Complicated Number Theory problem

[PiIsGreat]

Hey guys,
we were asked by our profs to ask challenging problems in the lectures. One was asked by a student that nobody really seemed to get at first sight and it looks very complicated if you solve it.
It goes as follows:
Given is a real number a in its decimal representation, where each decimal digit is a prime number. The decimal digits are arranged along a path as seen in my diagramm. For each m ≥ 1, the decimal representation of a real number r_m is formed by writing before the decimal point the digit 0 and after the decimal point the sequence of digits of the m-th line from the top read from left to right from the adjacent arrangement. In an analogous way for all n ≥ 1 the real numbers c_n with the digits of the n-th column to be read from top to bottom. digits of the nth column from the left.
How they are arranged:

The task is to show that every c and and r is rational if a is rational. Me and my fellows found that here is the sequence to be found online: 1,2,9,10,25,26,49,50 - OEIS
We don't yet have a specific idea although one of my friends recommended looking at every second odd index from the rows. Have you got an idea on how to proof it with me together?

 

[Steven G]

I myself would not give you a hint as you need to suffer through these type problem. Solving problems like this on your own-or in a group-is really beneficial for you.
Please spend some more time. Post your results and then helpers here will be more willing to give you a hint.

 

[PiIsGreat]

I myself would not give you a hint as you need to suffer through these type problem. Solving problems like this on your own-or in a group-is really beneficial for you.
Please spend some more time. Post your results and then helpers here will be more willing to give you a hint.

I have spend more than a day just thinking about it.
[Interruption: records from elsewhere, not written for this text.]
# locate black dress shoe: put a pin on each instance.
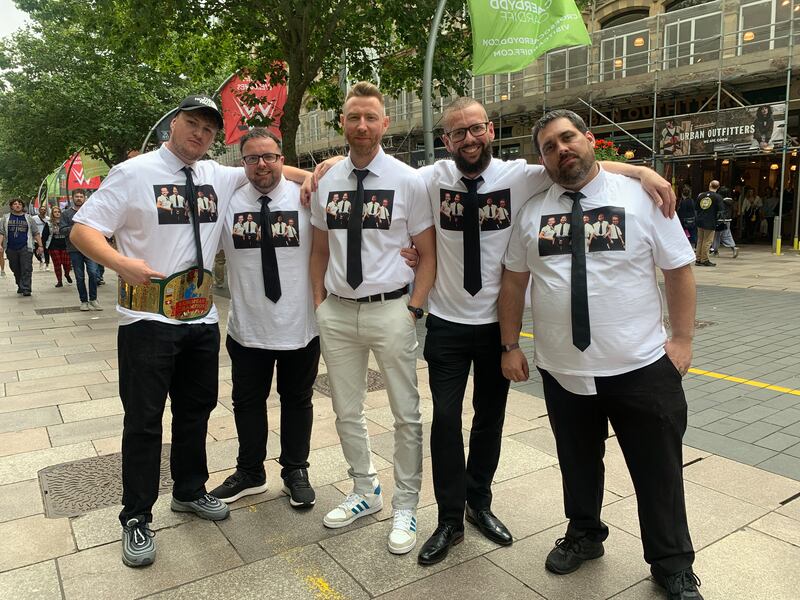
(489, 525)
(570, 553)
(438, 545)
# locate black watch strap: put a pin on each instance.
(417, 312)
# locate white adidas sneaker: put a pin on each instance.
(354, 507)
(403, 536)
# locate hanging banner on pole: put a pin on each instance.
(236, 112)
(508, 35)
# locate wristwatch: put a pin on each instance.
(417, 312)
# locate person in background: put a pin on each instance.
(41, 221)
(55, 244)
(723, 233)
(686, 214)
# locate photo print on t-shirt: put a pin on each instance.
(494, 210)
(246, 230)
(283, 229)
(173, 209)
(603, 231)
(376, 214)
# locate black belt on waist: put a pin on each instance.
(379, 297)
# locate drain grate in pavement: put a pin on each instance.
(374, 383)
(81, 486)
(697, 324)
(57, 310)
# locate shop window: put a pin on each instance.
(566, 68)
(624, 54)
(691, 40)
(764, 25)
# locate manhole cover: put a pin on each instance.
(374, 383)
(57, 310)
(75, 488)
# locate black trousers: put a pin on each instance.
(156, 359)
(252, 370)
(647, 409)
(450, 350)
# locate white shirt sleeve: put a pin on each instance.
(516, 256)
(318, 212)
(671, 248)
(420, 214)
(107, 209)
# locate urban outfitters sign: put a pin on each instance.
(508, 35)
(745, 128)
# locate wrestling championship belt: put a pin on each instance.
(176, 297)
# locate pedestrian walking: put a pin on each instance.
(85, 268)
(55, 244)
(723, 235)
(19, 235)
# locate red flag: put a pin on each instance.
(235, 112)
(76, 176)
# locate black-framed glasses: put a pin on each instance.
(477, 130)
(267, 157)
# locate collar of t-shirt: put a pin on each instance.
(376, 167)
(590, 190)
(276, 196)
(174, 163)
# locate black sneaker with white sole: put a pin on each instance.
(296, 484)
(138, 547)
(238, 485)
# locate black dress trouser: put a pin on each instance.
(647, 409)
(156, 359)
(252, 370)
(450, 350)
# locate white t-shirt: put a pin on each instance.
(625, 305)
(254, 320)
(383, 268)
(125, 207)
(513, 181)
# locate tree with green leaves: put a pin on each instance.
(64, 89)
(306, 44)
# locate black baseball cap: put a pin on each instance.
(197, 102)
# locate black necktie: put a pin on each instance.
(472, 237)
(269, 262)
(191, 198)
(581, 333)
(354, 273)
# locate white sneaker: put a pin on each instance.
(403, 536)
(353, 507)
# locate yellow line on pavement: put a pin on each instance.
(712, 374)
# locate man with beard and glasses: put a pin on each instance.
(632, 378)
(462, 327)
(166, 344)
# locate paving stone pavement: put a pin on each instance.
(59, 402)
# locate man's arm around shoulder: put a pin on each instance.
(681, 295)
(425, 243)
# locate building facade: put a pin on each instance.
(680, 83)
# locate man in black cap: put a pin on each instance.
(168, 337)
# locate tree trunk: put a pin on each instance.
(290, 120)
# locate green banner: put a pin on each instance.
(508, 35)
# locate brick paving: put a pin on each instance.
(59, 403)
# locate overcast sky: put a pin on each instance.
(11, 18)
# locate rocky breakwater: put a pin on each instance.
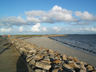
(47, 60)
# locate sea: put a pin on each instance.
(86, 43)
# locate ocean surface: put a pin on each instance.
(86, 43)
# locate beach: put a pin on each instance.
(45, 42)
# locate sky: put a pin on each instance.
(47, 17)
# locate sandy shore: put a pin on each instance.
(61, 48)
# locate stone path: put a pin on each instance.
(61, 48)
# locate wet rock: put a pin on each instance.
(39, 70)
(28, 58)
(75, 59)
(57, 70)
(32, 62)
(90, 68)
(94, 71)
(42, 65)
(64, 57)
(67, 66)
(83, 69)
(38, 56)
(57, 61)
(46, 61)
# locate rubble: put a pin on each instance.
(46, 60)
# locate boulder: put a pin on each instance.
(64, 57)
(90, 68)
(39, 70)
(42, 65)
(57, 61)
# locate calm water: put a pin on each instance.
(83, 42)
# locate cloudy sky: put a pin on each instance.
(47, 17)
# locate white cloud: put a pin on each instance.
(85, 16)
(12, 21)
(36, 27)
(56, 14)
(21, 28)
(5, 29)
(44, 29)
(57, 29)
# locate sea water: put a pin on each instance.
(84, 42)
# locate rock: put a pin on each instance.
(32, 51)
(32, 62)
(28, 58)
(94, 71)
(70, 58)
(50, 51)
(38, 56)
(42, 65)
(57, 61)
(83, 69)
(67, 66)
(46, 61)
(56, 70)
(39, 70)
(75, 59)
(90, 68)
(64, 57)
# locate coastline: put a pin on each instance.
(61, 48)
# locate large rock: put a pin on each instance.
(42, 65)
(64, 57)
(39, 70)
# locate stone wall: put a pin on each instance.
(47, 60)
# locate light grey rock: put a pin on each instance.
(42, 65)
(38, 70)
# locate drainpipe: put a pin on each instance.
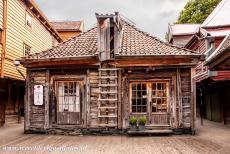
(4, 37)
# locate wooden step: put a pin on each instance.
(108, 92)
(157, 127)
(107, 85)
(108, 107)
(107, 125)
(150, 132)
(107, 99)
(108, 77)
(107, 116)
(108, 69)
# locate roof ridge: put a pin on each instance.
(62, 43)
(214, 13)
(157, 39)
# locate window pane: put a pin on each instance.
(68, 97)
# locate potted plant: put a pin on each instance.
(142, 122)
(133, 123)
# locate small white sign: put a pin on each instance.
(38, 95)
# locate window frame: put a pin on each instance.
(28, 14)
(26, 46)
(77, 97)
(149, 95)
(1, 35)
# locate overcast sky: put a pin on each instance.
(151, 16)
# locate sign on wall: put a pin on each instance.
(38, 95)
I also found some properties about the lines such as -> the first row can be rewritten as a term (you can find that online too) but its very hard for me to wrap my head around that problem. I just can't connect the periodical stuff with the properties of the listing of decimals. My problem is that im missing the first spark, like: How do I approach that? Would i do it with a=p/q=a1/10+a2/100+a3/1000...
Should I do it considering the rows? Why does it matter if the decimals are primes? Does this make the problem solveable or only easier? For me, it just seems as a non helping statement.
I can assure you that I tried many things but the problem is that i can't get a starting point and thus can't produce more outcome to give you and all the other admirable helpers.

 

[Steven G]

Spending a day on a problem is not very long. I spent up to four days thinking about how to solve a problem. Just stick with it and something will eventually click.
Post some of your work

 

[PiIsGreat]

Spending a day on a problem is not very long. I spent up to four days thinking about how to solve a problem. Just stick with it and something will eventually click.
Post some of your work

I know that it might not be long but it is definitly long if you dont have a starting idea. I started examining the first row and noticed various things.
1. The numbers are always either squares of odd numbers or their followers. Thus you can find the decimals in that row by using f(x)=4x²+4x+1 and f(x)+1.
2. I noticed that from a certain point onwards, every row follows this closely, so that in every row from a certain point onwards you get the odd decimals via f(x)-r and the even ones via f(x)+r
3. I noticed that i can argue almost the same (but with a different function) for the columns.
4. I noticed that the difference between the selected decimals in each row strictly increases which might be helping but idk yet.
5. I noticed that i still dont get, why there is that exlusion of non primes.

 

[PiIsGreat]

I meant f(x)+1-r.

 

[PiIsGreat]

Spending a day on a problem is not very long. I spent up to four days thinking about how to solve a problem. Just stick with it and something will eventually click.
Post some of your work

I've now gotten to a point where in only need to proof that the rows are always periodical after double the length of the period of alphas decimals. How can I proof that? Im dead stuck, ive noticed that the periodical thing always starts after the main diagonal of the grid and that you might want to reduce it modulo 2p but i cant get that last step with the periodical thing after 2p (periodical lenght of alphas decimals). Have you got a last advice?